TensorFlow.js and Transformers.js Security Issues in JavaScript and TypeScript Applications
This series shows how vulnerabilities propagate through the stack and provides a framework for defending AI applications in production.
Introduction
TensorFlow.js and Transformers.js allow developers to run machine learning models directly in JavaScript and TypeScript environments. They are widely adopted for preprocessing, inference, and integrating AI into web and Node.js applications. Their ease of use conceals significant application security issues.

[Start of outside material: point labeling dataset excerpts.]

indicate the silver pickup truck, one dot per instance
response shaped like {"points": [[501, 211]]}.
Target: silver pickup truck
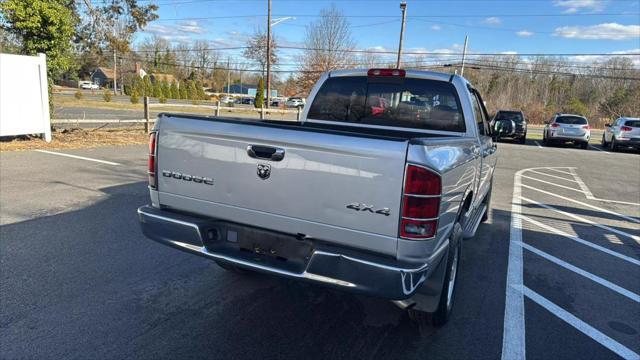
{"points": [[371, 192]]}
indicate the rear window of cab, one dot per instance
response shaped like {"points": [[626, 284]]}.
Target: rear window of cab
{"points": [[389, 101], [632, 123], [571, 120]]}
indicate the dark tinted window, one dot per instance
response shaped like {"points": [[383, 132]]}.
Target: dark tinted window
{"points": [[509, 115], [401, 102], [571, 120], [632, 123]]}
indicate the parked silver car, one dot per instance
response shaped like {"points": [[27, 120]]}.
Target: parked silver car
{"points": [[563, 128], [623, 133]]}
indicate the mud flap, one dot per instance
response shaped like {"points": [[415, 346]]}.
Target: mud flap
{"points": [[428, 295]]}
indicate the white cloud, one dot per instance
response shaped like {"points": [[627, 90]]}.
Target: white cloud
{"points": [[603, 58], [606, 31], [573, 6], [176, 33], [492, 20], [191, 27], [524, 33]]}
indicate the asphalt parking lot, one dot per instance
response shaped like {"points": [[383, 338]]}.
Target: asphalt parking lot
{"points": [[554, 274]]}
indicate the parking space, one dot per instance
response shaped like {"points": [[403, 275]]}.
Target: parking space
{"points": [[577, 257], [555, 273]]}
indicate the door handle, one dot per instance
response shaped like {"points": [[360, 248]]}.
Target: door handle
{"points": [[265, 152]]}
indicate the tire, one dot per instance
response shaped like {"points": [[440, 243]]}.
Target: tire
{"points": [[487, 202], [445, 304]]}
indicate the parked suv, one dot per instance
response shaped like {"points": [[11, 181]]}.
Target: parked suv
{"points": [[295, 102], [563, 128], [624, 132], [510, 124]]}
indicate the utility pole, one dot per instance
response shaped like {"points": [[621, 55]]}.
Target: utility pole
{"points": [[403, 6], [115, 73], [268, 53], [228, 76], [464, 54]]}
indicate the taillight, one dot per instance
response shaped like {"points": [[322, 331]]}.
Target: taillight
{"points": [[152, 160], [420, 203], [386, 72]]}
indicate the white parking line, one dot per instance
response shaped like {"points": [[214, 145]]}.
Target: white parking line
{"points": [[593, 147], [558, 170], [78, 157], [580, 325], [513, 331], [553, 176], [580, 218], [611, 286], [554, 184], [589, 194], [581, 241], [584, 204]]}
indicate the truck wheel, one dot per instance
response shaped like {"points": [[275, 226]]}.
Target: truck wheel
{"points": [[232, 268], [445, 304], [612, 145], [487, 202]]}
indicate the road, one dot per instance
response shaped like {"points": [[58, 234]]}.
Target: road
{"points": [[79, 280]]}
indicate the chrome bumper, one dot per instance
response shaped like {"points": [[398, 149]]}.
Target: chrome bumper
{"points": [[360, 273]]}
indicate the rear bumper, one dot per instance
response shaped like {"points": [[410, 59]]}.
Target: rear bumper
{"points": [[327, 265]]}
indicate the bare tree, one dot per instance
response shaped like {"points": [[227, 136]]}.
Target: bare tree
{"points": [[257, 49], [328, 46], [204, 57]]}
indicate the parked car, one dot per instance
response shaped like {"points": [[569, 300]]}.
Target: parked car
{"points": [[623, 133], [563, 128], [295, 102], [372, 203], [247, 101], [88, 85], [510, 124], [227, 100]]}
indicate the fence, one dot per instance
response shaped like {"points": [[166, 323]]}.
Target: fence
{"points": [[146, 119]]}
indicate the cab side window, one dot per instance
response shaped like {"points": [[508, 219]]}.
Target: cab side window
{"points": [[478, 110]]}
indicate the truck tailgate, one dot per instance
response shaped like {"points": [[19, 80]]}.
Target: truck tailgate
{"points": [[307, 192]]}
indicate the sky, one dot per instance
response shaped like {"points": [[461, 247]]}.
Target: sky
{"points": [[498, 26]]}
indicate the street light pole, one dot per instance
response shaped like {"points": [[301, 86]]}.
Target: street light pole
{"points": [[403, 6], [464, 55], [268, 53]]}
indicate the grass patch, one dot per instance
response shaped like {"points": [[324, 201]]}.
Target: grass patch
{"points": [[77, 139]]}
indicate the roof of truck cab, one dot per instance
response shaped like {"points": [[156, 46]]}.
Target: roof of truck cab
{"points": [[418, 74]]}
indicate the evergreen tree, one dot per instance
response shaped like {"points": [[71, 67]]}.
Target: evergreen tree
{"points": [[259, 101], [166, 90], [157, 89], [200, 91], [175, 93], [184, 94], [147, 87]]}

Untrusted Model Execution in TensorFlow.js
TensorFlow.js enables execution of models in the browser or Node.js. Many projects download pre-trained models directly from unverified sources. This creates a clear supply chain vulnerability. In 2021, security researchers demonstrated that a poisoned model could contain malicious layers that triggered JavaScript execution in the client runtime. A developer who imported such a model from an untrusted repository unknowingly gave attackers arbitrary code execution inside end-user browsers.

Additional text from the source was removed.